Logistic regression aims to solve classification problems. It does this by predicting categorical outcomes, unlike linear regression that predicts a continuous outcome.

In the simplest case there are two outcomes, which is called binomial

Other cases have more than two outcomes to classify, in this case it is called multinomial

In [2]:
import numpy
from sklearn import linear_model

#Reshaped for Logistic function.
#X represents the size of a tumor in centimeters.
X = numpy.array([3.78, 2.44, 2.09, 0.14, 1.72, 1.65, 4.92, 4.37, 4.96, 4.52, 3.69, 5.88]).reshape(-1,1)
##Note: X has to be reshaped into a column from a row for the LogisticRegression() function to work.
#y represents whether or not the tumor is cancerous (0 for "No", 1 for "Yes")
y = numpy.array([0, 0, 0, 0, 0, 0, 1, 1, 1, 1, 1, 1])

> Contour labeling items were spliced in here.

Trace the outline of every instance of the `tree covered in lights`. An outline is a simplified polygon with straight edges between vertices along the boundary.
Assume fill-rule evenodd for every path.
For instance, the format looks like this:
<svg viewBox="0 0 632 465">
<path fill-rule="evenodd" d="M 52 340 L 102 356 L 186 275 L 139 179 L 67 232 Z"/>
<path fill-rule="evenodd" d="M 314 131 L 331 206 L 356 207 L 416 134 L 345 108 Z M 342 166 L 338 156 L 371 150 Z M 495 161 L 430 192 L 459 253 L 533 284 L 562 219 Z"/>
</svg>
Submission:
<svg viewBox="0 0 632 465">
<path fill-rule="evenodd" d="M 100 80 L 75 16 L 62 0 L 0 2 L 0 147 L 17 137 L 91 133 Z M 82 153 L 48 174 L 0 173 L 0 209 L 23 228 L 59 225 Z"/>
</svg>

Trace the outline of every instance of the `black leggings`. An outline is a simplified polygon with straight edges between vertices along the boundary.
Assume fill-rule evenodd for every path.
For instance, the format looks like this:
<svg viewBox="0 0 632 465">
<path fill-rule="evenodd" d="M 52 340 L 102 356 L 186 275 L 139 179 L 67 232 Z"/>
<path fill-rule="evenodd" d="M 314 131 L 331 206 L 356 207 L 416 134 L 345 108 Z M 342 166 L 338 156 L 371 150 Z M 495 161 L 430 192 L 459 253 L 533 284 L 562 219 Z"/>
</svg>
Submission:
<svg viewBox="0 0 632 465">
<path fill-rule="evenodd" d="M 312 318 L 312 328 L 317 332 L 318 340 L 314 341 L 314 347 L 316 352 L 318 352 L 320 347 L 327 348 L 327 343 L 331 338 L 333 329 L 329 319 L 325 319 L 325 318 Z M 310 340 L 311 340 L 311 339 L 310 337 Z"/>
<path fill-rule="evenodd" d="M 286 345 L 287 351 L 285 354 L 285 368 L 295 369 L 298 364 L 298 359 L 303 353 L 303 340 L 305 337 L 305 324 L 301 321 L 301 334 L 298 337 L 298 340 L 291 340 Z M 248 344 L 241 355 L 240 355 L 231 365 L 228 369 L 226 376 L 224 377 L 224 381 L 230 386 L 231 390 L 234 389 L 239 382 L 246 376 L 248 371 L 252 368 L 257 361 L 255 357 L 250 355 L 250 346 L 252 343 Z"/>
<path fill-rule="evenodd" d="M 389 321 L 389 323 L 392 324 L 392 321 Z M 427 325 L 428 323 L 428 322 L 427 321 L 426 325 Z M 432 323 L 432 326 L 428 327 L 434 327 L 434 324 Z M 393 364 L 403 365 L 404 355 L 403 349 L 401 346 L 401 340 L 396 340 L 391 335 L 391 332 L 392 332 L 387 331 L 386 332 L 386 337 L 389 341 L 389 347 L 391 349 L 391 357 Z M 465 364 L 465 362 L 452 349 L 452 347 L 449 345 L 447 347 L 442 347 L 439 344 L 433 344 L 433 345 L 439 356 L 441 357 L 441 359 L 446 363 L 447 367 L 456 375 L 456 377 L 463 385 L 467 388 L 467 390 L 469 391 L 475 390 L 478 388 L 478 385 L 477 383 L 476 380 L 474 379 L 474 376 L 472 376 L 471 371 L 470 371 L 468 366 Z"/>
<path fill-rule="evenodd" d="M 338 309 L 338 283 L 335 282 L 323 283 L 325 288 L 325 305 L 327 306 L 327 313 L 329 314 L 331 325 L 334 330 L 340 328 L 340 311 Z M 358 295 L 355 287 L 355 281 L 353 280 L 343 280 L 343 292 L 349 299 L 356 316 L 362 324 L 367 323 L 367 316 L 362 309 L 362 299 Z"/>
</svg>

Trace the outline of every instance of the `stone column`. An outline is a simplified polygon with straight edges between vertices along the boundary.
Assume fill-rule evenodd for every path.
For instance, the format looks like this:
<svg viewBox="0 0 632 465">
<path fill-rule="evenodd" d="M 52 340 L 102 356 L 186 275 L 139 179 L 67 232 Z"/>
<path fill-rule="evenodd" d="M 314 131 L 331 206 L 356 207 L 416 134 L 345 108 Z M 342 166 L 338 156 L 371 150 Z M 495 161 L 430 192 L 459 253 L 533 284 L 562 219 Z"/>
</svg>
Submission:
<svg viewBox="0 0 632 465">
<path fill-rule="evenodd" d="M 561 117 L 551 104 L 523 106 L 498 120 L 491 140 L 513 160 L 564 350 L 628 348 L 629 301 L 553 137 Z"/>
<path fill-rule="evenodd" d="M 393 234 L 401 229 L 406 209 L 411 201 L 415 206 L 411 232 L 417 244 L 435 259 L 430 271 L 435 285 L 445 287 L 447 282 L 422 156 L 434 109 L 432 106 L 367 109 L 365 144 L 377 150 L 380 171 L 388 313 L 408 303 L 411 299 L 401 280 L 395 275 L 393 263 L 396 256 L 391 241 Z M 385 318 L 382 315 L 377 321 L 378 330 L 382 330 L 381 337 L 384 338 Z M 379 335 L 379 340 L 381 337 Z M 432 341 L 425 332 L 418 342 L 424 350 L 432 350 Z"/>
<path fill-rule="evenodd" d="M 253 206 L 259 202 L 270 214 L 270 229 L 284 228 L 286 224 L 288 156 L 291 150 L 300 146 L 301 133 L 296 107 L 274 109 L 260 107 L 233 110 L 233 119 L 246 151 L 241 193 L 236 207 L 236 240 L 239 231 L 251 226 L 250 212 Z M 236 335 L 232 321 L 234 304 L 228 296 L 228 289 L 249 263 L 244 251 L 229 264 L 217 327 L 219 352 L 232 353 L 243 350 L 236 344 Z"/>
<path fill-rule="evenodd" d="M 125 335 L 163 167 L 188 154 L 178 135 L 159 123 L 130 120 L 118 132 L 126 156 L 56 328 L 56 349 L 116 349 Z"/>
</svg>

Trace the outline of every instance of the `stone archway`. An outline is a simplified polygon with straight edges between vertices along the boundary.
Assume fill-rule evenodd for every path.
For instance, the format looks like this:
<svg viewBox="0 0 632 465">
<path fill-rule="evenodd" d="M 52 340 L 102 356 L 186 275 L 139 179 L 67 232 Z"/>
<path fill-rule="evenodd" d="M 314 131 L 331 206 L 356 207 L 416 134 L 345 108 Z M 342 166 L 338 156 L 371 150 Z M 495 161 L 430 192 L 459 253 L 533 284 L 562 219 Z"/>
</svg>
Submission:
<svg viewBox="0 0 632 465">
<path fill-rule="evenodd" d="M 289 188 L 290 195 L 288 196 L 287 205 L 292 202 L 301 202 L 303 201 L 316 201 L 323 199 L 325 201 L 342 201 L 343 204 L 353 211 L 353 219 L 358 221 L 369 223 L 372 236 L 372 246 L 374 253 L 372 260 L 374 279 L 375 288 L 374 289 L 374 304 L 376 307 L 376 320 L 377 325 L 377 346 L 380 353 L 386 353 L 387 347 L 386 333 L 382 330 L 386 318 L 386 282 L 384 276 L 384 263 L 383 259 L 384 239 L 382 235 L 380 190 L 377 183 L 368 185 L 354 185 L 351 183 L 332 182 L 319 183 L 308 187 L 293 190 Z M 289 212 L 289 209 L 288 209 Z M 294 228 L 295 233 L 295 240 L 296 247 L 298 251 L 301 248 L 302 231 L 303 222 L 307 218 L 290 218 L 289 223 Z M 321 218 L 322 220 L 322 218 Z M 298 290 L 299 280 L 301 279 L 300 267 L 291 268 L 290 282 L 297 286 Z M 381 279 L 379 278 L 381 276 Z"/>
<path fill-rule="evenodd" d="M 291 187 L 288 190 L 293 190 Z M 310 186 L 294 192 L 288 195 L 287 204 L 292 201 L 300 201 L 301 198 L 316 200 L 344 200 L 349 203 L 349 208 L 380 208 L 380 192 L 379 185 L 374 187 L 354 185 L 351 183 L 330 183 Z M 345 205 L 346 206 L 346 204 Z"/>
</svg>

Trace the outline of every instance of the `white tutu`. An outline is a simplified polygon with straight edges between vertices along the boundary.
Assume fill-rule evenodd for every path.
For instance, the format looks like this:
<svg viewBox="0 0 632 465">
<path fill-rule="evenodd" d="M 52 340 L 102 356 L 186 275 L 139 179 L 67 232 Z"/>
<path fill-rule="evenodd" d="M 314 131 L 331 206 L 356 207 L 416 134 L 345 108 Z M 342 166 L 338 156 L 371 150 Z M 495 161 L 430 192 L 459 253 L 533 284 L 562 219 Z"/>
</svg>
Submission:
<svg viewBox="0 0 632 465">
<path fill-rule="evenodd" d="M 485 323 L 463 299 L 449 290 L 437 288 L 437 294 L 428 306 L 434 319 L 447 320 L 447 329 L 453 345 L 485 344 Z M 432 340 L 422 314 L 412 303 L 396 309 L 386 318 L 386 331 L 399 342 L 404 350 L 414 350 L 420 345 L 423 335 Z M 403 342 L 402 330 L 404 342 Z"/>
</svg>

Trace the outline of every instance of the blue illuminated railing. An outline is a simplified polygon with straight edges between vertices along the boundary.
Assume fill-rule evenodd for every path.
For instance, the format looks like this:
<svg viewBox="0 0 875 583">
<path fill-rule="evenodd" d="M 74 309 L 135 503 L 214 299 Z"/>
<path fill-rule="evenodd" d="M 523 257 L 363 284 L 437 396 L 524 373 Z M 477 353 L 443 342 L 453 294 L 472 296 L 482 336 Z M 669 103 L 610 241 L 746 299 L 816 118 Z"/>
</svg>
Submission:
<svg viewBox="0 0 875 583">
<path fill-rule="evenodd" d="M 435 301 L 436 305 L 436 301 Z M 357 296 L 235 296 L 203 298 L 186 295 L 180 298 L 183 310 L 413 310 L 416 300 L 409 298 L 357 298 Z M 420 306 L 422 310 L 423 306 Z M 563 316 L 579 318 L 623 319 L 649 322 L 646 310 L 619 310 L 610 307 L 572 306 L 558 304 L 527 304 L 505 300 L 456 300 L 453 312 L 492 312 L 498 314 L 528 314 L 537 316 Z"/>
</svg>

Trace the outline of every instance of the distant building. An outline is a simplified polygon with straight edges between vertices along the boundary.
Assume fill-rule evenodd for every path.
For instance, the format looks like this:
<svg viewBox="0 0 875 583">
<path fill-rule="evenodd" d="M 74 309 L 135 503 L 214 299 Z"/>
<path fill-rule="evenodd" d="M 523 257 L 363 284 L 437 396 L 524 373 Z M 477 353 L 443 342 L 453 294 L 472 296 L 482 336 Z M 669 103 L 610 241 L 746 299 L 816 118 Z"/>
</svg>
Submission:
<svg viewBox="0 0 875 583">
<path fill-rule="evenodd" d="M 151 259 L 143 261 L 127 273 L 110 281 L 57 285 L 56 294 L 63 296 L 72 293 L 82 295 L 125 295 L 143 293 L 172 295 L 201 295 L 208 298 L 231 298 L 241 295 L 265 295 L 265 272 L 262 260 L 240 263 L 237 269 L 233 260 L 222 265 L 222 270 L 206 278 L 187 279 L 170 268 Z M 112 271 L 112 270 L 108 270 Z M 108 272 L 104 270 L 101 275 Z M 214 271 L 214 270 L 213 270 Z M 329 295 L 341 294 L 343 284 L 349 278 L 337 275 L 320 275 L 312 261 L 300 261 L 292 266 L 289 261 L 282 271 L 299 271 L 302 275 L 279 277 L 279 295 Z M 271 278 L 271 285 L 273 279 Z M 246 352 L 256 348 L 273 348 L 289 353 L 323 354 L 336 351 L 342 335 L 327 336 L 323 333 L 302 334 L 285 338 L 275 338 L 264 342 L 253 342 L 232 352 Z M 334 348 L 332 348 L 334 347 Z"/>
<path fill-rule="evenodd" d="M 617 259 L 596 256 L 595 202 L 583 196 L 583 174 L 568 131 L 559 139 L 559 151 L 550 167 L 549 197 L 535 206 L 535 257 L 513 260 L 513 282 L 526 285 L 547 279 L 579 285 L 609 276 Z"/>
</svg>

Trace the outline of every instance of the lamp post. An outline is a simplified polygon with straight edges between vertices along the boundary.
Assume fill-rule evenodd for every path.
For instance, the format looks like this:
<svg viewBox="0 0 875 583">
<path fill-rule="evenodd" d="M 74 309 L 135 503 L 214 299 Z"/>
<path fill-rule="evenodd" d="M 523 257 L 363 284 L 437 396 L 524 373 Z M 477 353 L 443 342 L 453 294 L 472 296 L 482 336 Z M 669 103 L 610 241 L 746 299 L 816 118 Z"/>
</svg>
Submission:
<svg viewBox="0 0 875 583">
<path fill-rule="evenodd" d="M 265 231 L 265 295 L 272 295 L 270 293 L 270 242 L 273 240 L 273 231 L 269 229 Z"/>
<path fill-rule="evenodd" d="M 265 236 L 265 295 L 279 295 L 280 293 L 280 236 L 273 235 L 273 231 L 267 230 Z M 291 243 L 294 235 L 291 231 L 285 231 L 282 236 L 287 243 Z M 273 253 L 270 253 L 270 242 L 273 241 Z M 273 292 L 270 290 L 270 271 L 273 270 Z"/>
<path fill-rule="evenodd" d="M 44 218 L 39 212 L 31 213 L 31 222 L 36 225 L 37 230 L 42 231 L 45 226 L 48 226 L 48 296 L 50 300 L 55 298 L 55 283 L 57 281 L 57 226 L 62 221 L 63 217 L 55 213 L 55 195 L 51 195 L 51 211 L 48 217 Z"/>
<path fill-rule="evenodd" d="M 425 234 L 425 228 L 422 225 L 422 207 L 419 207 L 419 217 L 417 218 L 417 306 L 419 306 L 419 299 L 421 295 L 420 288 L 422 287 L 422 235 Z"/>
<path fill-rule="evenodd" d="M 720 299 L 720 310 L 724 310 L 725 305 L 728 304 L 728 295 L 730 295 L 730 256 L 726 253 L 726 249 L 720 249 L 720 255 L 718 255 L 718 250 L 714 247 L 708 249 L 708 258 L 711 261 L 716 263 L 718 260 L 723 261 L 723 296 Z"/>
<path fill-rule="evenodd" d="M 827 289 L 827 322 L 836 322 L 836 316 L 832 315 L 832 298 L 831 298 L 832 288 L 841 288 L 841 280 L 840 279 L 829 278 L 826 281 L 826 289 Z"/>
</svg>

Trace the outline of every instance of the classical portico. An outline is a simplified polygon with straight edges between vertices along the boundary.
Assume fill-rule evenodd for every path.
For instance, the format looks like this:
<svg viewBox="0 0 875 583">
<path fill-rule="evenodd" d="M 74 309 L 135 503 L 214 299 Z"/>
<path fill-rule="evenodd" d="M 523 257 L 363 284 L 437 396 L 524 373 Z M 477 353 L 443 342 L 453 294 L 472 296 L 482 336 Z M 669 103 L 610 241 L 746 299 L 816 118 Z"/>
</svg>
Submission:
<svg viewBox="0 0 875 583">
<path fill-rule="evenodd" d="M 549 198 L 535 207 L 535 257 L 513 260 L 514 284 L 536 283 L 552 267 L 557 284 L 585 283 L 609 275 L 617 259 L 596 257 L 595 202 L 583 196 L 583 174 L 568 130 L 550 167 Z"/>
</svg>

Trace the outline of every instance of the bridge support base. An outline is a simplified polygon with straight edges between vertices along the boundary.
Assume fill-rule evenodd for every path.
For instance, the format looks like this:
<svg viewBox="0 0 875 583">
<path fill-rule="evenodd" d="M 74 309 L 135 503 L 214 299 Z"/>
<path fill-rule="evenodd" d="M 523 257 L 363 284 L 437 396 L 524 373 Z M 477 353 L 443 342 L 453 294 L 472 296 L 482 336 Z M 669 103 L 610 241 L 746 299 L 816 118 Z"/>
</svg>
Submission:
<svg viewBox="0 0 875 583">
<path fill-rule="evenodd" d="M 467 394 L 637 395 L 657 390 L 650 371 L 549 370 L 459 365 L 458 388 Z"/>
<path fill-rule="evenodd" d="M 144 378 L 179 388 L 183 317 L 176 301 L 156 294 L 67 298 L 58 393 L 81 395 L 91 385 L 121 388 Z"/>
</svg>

logr = linear_model.LogisticRegression()
logr.fit(X,y)

#predict if tumor is cancerous where the size is 3.46mm:
predicted = logr.predict(numpy.array([3.46]).reshape(-1,1))
print(predicted)

[0]


We have predicted that a tumor with a size of 3.46mm will not be cancerous

In logistic regression the coefficient is the expected change in log-odds of having the outcome per unit change in X.

In [3]:
import numpy
from sklearn import linear_model

#Reshaped for Logistic function.
X = numpy.array([3.78, 2.44, 2.09, 0.14, 1.72, 1.65, 4.92, 4.37, 4.96, 4.52, 3.69, 5.88]).reshape(-1,1)
y = numpy.array([0, 0, 0, 0, 0, 0, 1, 1, 1, 1, 1, 1])

logr = linear_model.LogisticRegression()
logr.fit(X,y)

log_odds = logr.coef_
odds = numpy.exp(log_odds)

print(odds)

[[4.03541657]]


This tells us that as the size of a tumor increases by 1mm the odds of it being a cancerous tumor increases by 4x.

The coefficient and intercept values can be used to find the probability that each tumor is cancerous.

In [5]:
import numpy
from sklearn import linear_model

X = numpy.array([3.78, 2.44, 2.09, 0.14, 1.72, 1.65, 4.92, 4.37, 4.96, 4.52, 3.69, 5.88]).reshape(-1,1)
y = numpy.array([0, 0, 0, 0, 0, 0, 1, 1, 1, 1, 1, 1])

logr = linear_model.LogisticRegression()
logr.fit(X,y)

#function that uses the model's coefficient and intercept values to return a new value.
#This new value represents probability that the given observation is a tumor
def logit2prob(logr, X):
  log_odds = logr.coef_ * X + logr.intercept_
  odds = numpy.exp(log_odds)
  probability = odds / (1 + odds)
  return(probability)

print(logit2prob(logr, X))

[[0.60749955]
 [0.19268876]
 [0.12775886]
 [0.00955221]
 [0.08038616]
 [0.07345637]
 [0.88362743]
 [0.77901378]
 [0.88924409]
 [0.81293497]
 [0.57719129]
 [0.96664243]]


3.78 0.61 The probability that a tumor with the size 3.78cm is cancerous is 61%.

2.44 0.19 The probability that a tumor with the size 2.44cm is cancerous is 19%.

2.09 0.12 The probability that a tumor with the size 2.09cm is cancerous is 12%.